How to choose: a simple framework that beats spec-sheet shopping
Before you pick a laser type, answer these five questions:
- What are your top 5 materials?
- What’s your typical thickness range?
- What’s your monthly volume (how many parts / how many sheets)?
- Do you need cosmetic edges (signage), or fabrication-ready edges (weld/assemble)?
- What finishing steps are acceptable (deburr, sand, polish, paint)?
Choose CO₂ if…
- You work mostly with non-metals (acrylic/wood/leather/textiles/paper).
- You want great results for signage, crafts, prototyping, and maker workflows.
Choose fiber if…
- You work mostly with metals.
- You care about throughput, repeatability, and production consistency.
Many shops eventually use both, because the “best” tool depends on the job.
Common misconceptions (Q&A)
“Can a CO₂ laser cut metal?”
Sometimes—under certain configurations and thickness ranges—but if metal is your core workload, CO₂ is usually not the long-term main solution for modern production needs. For most metal-first workflows, fiber is the more direct fit.
“Is fiber only for big factories?”
Not necessarily. Fiber is common in industrial environments because it’s strong on metal throughput, but the real question is your workload: if you consistently need metal parts, fiber can make sense regardless of company size.
“CO₂ is ‘weaker’ than fiber, right?”
Not really. They’re optimized differently. CO₂ can be extremely effective on non-metals and can deliver results that fiber typically isn’t chosen for (like that classic acrylic edge look). “Stronger” depends on what you’re cutting.
“If I buy higher wattage, I’m done.”
Higher power helps in certain thickness ranges, but it doesn’t automatically solve quality problems. Nozzle condition, focus, assist gas, material quality, and design choices can matter just as much as wattage.
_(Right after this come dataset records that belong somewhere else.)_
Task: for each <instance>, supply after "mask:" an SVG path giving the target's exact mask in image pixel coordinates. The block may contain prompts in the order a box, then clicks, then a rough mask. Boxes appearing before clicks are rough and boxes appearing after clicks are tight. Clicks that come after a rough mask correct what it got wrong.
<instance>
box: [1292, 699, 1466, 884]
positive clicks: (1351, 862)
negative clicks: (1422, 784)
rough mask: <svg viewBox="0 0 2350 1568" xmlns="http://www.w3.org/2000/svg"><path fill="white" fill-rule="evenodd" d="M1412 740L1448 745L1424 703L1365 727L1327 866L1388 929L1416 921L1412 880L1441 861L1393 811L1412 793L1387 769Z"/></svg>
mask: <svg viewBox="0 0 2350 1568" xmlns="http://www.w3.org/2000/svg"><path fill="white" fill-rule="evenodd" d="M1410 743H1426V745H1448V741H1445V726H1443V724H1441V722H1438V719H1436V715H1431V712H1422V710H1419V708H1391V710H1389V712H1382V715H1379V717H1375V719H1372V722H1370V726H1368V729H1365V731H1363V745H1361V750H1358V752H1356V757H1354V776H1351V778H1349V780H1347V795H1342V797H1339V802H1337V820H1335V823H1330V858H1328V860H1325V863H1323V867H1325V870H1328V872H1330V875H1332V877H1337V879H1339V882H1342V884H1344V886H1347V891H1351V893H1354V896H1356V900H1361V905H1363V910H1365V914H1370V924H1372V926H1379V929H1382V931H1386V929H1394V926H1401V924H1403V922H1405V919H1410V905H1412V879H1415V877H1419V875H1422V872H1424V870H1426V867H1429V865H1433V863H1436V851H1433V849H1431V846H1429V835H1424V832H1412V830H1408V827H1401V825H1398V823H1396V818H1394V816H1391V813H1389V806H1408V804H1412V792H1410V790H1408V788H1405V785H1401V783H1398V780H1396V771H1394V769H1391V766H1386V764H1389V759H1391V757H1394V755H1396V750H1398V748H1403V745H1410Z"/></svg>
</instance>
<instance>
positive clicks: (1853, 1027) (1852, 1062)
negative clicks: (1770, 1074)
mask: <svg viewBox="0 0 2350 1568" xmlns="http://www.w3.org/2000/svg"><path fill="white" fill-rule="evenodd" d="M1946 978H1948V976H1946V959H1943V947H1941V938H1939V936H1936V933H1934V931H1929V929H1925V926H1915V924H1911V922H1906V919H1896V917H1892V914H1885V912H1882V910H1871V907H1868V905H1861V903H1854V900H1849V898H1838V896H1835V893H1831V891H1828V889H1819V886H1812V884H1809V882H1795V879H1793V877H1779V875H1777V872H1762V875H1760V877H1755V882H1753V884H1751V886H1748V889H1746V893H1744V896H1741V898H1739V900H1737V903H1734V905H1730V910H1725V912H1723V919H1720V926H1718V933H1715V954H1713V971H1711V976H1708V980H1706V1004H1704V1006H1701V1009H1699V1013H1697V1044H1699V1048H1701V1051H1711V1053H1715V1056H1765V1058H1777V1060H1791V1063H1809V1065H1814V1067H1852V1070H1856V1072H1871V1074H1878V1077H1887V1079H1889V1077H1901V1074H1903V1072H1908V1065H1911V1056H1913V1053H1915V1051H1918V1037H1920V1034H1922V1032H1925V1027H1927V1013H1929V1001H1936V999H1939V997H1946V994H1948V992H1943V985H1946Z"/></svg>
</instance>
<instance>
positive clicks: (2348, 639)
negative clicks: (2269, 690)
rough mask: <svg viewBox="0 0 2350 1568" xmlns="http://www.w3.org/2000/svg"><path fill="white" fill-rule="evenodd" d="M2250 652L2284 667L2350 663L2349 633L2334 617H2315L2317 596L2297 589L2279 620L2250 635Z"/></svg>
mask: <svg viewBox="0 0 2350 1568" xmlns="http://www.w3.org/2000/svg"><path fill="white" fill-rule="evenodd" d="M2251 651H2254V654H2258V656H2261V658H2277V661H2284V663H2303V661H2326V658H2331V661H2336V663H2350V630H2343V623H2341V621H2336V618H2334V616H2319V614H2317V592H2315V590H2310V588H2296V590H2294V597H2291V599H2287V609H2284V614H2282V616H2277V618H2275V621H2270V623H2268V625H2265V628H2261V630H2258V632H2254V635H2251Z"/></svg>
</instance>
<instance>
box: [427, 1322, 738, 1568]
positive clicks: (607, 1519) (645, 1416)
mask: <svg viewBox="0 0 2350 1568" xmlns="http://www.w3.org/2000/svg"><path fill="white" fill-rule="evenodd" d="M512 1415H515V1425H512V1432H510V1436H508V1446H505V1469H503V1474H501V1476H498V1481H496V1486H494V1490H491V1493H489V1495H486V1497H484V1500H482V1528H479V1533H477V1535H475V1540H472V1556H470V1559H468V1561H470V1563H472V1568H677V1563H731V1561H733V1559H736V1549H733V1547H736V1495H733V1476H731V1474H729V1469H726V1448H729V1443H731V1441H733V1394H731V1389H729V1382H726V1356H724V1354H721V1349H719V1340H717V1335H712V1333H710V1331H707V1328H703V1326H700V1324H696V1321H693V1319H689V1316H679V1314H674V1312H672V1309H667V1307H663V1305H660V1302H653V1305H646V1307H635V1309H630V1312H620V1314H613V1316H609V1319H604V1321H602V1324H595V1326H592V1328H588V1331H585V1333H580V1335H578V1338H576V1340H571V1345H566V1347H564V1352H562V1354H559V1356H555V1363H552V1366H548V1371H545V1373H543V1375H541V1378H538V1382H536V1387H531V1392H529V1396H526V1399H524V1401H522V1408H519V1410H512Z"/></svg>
“One laser can do everything.”
In practice, forcing one machine type to cover every material often leads to compromises. The cleanest setups match the machine family to the dominant material category.
Want to go deeper?
If you’re still deciding between fiber and CO₂, don’t get stuck on marketing specs alone. Start by writing down four things: your top materials, typical thickness range, monthly volume, and what “good edge quality” means for your project (cosmetic finish vs fabrication-ready).
From there, compare the two laser families by how they behave in your real workflow—cut speed, assist gas needs, finishing time, and repeatability—not just “maximum thickness.” If you already have a clear material list and thickness range, the fastest path is to ask targeted, practical questions such as:
- What edge quality should you expect on your material?
- Which assist gas makes sense for your goals?
- What throughput assumptions are realistic for your part mix?
That approach will get you to the right laser type much faster than spec-sheet shopping.